# Prisoner of war camps in Britain



## oldscrote (May 29, 2012)

This came up on another website and I thought it would be of interest.The main lists start at page 17.

http://www.english-heritage.org.uk/publications/prisoner-of-war-camps/prisoner-of-war-camps.pdf


----------



## cornishclive (May 29, 2012)

Thanks for the above link

In searching through it (for Cornish sites) came accross this link which is similar but also has a google map:

http://www.guardian.co.uk/news/datablog/2010/nov/08/prisoner-of-war-camps-uk#data


----------



## Seahorse (May 29, 2012)

Research needed on the Scottish camps. Who fancies a challenge? If we all did the ones in our area, we could add to their info.


----------



## borntobemild (May 31, 2012)

I live a few hundred yards away from one of those indexed. Nothing left to see now apart from a small hardstanding near the entrance to a field. Many were just huts on bricks on a couple of slabs. Easy to put up and easy to take down.


----------



## donss (Oct 28, 2012)

*POW camps*

I know this is an old post, but I'm new to the site and stumbled upon this thread...

I live about 200yds (mtr) from Camp 165, Watten, apparently recorded as Scotlands most
secretive POW Camp. 'Camp 165 in Watten was the Guantanamo Bay of its day' and one section,
'Compound O' was the home for hard line Nazis who were brought to Camp 165 for re-education and interrogation. The inmates called Compound O “Little Belsen”. Inmates at Compound O included the likes of U-boat captain Otto Kretschmer, Hitler’s personal aide, Max Wunsche and Paul Werner Hoppe, commandant of Stutthof concentration camp where 85,000 people were murdered. 

Info can be seen here: http://www.thesun.co.uk/sol/homepage/features/2505310/.html
and here: http://www.secretscotland.org.uk/index.php/Secrets/Camp165Watten

Little remains today, except for a tourist plaque detailing some of the above info, a small garden centre and a local service station (garage).
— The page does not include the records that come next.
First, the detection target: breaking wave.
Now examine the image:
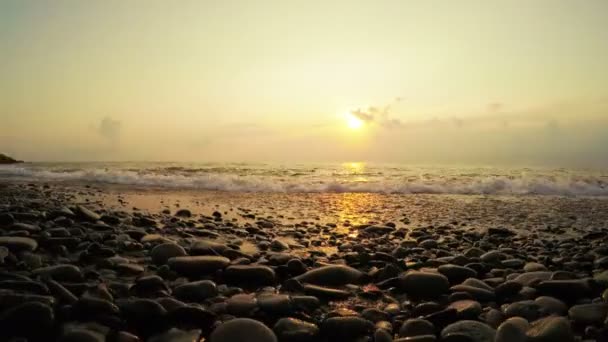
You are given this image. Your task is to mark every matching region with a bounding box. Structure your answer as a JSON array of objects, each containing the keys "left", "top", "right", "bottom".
[{"left": 0, "top": 164, "right": 608, "bottom": 196}]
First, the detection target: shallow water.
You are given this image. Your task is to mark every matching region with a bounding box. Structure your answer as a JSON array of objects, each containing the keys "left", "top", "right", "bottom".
[{"left": 0, "top": 163, "right": 608, "bottom": 196}]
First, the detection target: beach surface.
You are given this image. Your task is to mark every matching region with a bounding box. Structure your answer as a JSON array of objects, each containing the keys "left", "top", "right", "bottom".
[{"left": 0, "top": 179, "right": 608, "bottom": 342}]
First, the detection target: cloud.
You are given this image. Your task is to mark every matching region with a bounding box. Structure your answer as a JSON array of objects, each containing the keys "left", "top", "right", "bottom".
[
  {"left": 351, "top": 97, "right": 403, "bottom": 128},
  {"left": 97, "top": 116, "right": 122, "bottom": 140}
]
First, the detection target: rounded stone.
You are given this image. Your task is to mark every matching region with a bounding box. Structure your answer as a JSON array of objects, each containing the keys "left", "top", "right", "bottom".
[
  {"left": 209, "top": 318, "right": 278, "bottom": 342},
  {"left": 272, "top": 317, "right": 319, "bottom": 342},
  {"left": 33, "top": 264, "right": 83, "bottom": 282},
  {"left": 437, "top": 264, "right": 477, "bottom": 284},
  {"left": 321, "top": 316, "right": 374, "bottom": 341},
  {"left": 295, "top": 265, "right": 365, "bottom": 286},
  {"left": 399, "top": 318, "right": 435, "bottom": 337},
  {"left": 168, "top": 255, "right": 230, "bottom": 276},
  {"left": 150, "top": 242, "right": 187, "bottom": 265},
  {"left": 494, "top": 318, "right": 528, "bottom": 342},
  {"left": 568, "top": 303, "right": 608, "bottom": 325},
  {"left": 441, "top": 320, "right": 496, "bottom": 342},
  {"left": 526, "top": 316, "right": 574, "bottom": 342},
  {"left": 224, "top": 265, "right": 276, "bottom": 287},
  {"left": 399, "top": 271, "right": 450, "bottom": 298},
  {"left": 534, "top": 296, "right": 568, "bottom": 316},
  {"left": 448, "top": 299, "right": 481, "bottom": 319},
  {"left": 173, "top": 280, "right": 217, "bottom": 302},
  {"left": 0, "top": 236, "right": 38, "bottom": 252},
  {"left": 504, "top": 300, "right": 541, "bottom": 321}
]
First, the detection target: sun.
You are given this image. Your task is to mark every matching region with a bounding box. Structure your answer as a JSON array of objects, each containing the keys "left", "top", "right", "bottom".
[{"left": 346, "top": 113, "right": 364, "bottom": 130}]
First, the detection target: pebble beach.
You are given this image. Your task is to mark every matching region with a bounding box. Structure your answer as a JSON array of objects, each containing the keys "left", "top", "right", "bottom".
[{"left": 0, "top": 182, "right": 608, "bottom": 342}]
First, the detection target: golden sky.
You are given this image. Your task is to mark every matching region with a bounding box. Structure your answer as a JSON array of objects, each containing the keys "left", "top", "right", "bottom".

I'll head out tomorrow and take a couple of pics... ;-)


----------



## Hendreforgan (Oct 28, 2012)

Only one listed in Pembrokeshire, not surprising given the militarization of the peninsula, but I'll try to check it out.


----------



## Bones out (Oct 28, 2012)

This is a very interesting thread.... Given me lots of ideas 

Records library beckons....


----------



## chizyramone (Nov 6, 2012)

Hendreforgan said:


> Only one listed in Pembrokeshire, not surprising given the militarization of the peninsula, but I'll try to check it out.


 
There was a German POW camp over at Warren, in addition to the one up in Letterston on the Mathry Road. Wonder whether this is the Haverfordwest entry on the list
There was also one at Nine Wells by Solva


----------



## Captain-Slow (Nov 10, 2012)

Any way of getting page 17 to open up direct? This pc is older than Noah's Ark and refuses to open long documents.


----------



## Ramsgatonian (Jan 4, 2013)

Thank you for this link! 

It's useful and very interesting...

=)


----------